A hair tie is especially useful when you are the protagonist in an action movie where you are simultaneously saving the world from the antagonist with a tragic “went mad with power” backstory and rescuing your family, the love of your life, or dog from certain doom. You’ve probably just jumped from someplace very high off the ground, hurt your ankles and given yourself permanent knee pain because you’re most definitely wearing sandals or some sort of shoe with a heel (or both) while single-handedly fighting your way through a group of highly trained assassins or persistent underpaid henchmen with your only weapon being an ancestral sword or a gun that somehow never runs out of bullets and you could be doing great if only your hair wasn’t in your goddamn face.
Not every action movie character with long hair falls victim to this plight; the problem only arises when the character is put in a situation where their long hair puts them at a disadvantage. Now, they may not have a hair tie for a conceivable plot related reason. For example, they have a time crunch and can’t reach for one, they don’t have access to one at that moment, or hair ties don’t exist in their universe. However, a lot of the time it feels like an oversight on the part of the director or filmmaker and either overlooked as an unimportant detail, or as a deliberate choice that was made as part of an effort to sexualize a female character and appeal to a straight male audience. Although not all characters with long hair are women, but a lot of them are, especially if they’re being sexualized. Adam Souza, the video production teacher and yearbook adviser at Franklin High School, points out an example often used in film: “There is always that stereotypical slow motion hair flip you see being parodied over and over.”
Popular action movies, especially superhero movies, put their long haired protagonists in situations like this all the time; take “Avengers: Endgame” for example. Apart from a couple of exceptions, female heroes in the film either were bald (which is also a very practical hairstyle for an action movie character) or they wore their hair down. In “Wonder Woman,” Diana Prince (Gal Gadot) runs through an active war zone only half covered in armor, which is a whole other problem in itself, with only a shield to protect her, and her hair loose around her face. You would think these characters could benefit from their hair out of their eyes while fighting for their lives, but that could just be me.

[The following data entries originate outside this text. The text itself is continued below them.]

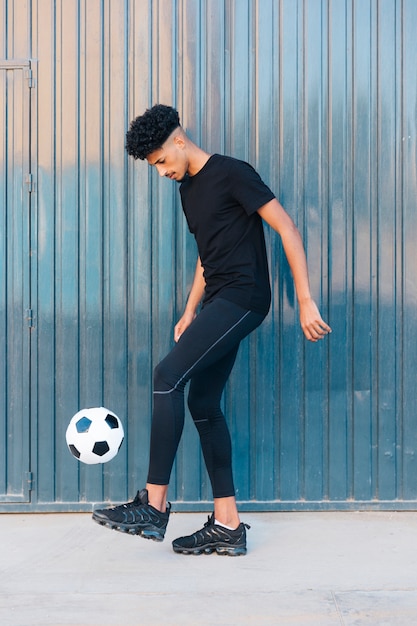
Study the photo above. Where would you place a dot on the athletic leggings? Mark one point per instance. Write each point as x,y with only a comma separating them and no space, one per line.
204,355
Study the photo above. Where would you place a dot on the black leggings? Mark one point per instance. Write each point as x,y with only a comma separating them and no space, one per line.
205,355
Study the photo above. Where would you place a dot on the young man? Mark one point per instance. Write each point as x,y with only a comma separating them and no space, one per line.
224,201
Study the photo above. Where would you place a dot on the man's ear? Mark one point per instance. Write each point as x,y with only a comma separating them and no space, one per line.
179,141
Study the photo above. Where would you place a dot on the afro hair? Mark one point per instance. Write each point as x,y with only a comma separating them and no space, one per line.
149,131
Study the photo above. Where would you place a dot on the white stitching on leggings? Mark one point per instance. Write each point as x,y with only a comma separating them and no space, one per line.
203,355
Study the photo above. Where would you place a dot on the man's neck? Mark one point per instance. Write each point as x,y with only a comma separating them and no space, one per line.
197,160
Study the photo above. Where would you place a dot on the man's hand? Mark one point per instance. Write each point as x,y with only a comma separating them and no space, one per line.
314,328
183,324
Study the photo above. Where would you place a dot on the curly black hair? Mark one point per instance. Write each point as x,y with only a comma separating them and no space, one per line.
149,131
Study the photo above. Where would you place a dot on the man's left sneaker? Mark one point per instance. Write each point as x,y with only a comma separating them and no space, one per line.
137,518
213,538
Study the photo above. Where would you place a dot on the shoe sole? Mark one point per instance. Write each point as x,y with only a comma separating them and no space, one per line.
222,550
130,529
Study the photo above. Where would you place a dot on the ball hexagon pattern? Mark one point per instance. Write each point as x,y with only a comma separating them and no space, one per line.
94,435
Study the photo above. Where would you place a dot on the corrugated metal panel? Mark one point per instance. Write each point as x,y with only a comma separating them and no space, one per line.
321,97
15,314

Although an onslaught of film does fuel the examples of a lack of hair ties, more recent media have started to change the narrative. In fact, one movie in particular inspired the topic of this article: “Birds of Prey: And the Fantabulous Emancipation of One Harley Quinn.” The movie was great for a number of reasons but caught my attention for one in particular. During the climax of the movie, Black Canary (Jurnee Smollett-Bell) is struggling to fight with her hair in her face and Harley Quinn (Margot Robbie) offers her a hair tie. This scene was short but it effectively brought notice to a problem and solved it all in one swoop. It was practical, realistic (as much as a superhero movie can be), and portrayed women as human people with human problems.

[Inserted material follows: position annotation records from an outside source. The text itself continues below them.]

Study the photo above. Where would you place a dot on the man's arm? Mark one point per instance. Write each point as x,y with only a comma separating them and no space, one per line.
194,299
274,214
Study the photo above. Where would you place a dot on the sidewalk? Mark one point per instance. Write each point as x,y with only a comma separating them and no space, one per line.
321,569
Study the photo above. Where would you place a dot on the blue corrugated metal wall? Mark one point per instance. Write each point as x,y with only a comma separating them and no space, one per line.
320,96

“Birds of Prey” should be the norm, not the exception.“We need to examine the stories we tell,” says Souza. “We need to humanize our female characters and stop exploiting them to sell a sexualized version of them. We need a new generation of filmmakers who want to tackle life’s stories and tell the reality of humanity. Especially if films are being marketed to children.” It’s not enough just to have women represented in film, you have to portray them as people too, and it may seem trivial, but that means giving them hair ties.